Other cosmetologists learn through apprenticeship. Apprenticeship is a time-honored tradition of learning where the student studies directly with a master, in their workplace, on real clients. Most states require the student to study under a cosmetologist with a minimum of 5 years as a licensed cosmetologist, to ensure that adequate education is passed on. The hours of study require through apprenticeship are typically more than through a school, due to the fact that this sort of work/study program takes longer to impart the knowledge required to work safely with the public. The requirements and conditions to sit for your license exam are the same, no matter which route you choose. The knowledge of what is required to pass the exam is the same, the only difference is the setting in which you learn, and the time it takes to learn it.
With all this taken into consideration, it’s easy to see why licensing is so important. The body of knowledge required to safely work with the public is large, and so accordingly, the exam to receive your license is quite difficult. It involves a written and practical test, so that the examiners can ensure the publics safety is never jeopardized. Given this, it’s also easy to see why continuing education is also an important part of the process.
As with any other industry that is governed by a Board who requires licensing, it’s vital to ensure that it’s members continue to receive updated information on how to keep the public safe. In the beauty industry, it’s common for new products and techniques to be developed, as well as existing products and techniques to evolve rapidly. The Board of Cosmetology also relies on other state agencies for guidance with updated safety concerns, and it would be impossible for a licensee to be abreast of this continually evolving body of knowledge without ongoing continuing education. It’s my opinion that any industry that requires a license in the first place, has a responsibility to ensure those licensees always stay up to date with the most current knowledge.

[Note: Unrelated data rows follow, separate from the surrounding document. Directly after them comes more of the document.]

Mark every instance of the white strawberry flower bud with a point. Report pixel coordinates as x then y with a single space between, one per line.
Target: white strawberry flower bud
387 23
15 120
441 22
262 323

Most cosmetologist accomplish their continuing education requirements by attending certified educational events, such as hair shows or classes taught by qualified instructors. Many choose to receive this education online, which is a great way to ensure that you have the most current information with regards to safety and sanitation, but it doesn’t give the licensee an opportunity for any hands-on education under the watchful eye of a qualified instructor. This is an important factor to consider when you are choosing a cosmetologist…does your cosmetologist regularly attend classes to make sure you are safe in the salon?
There is an ongoing conversation happening about the possibility of a national license option. Due to the fact that each states requirements are slightly different, it’s difficult to ensure the same knowledge is possessed by all when they cross state lines. Many states that have the same or similar requirements will allow cosmetologist to receive a license by reciprocity with each other, but it’s not uncommon under the current scenario to be required to receive additional education in order to qualify for a certain states exam, if reciprocity is not granted between those states. A national license would definitely eliminate that issue, as all licensed cosmetologists would be required to meet the same standards across the entire country.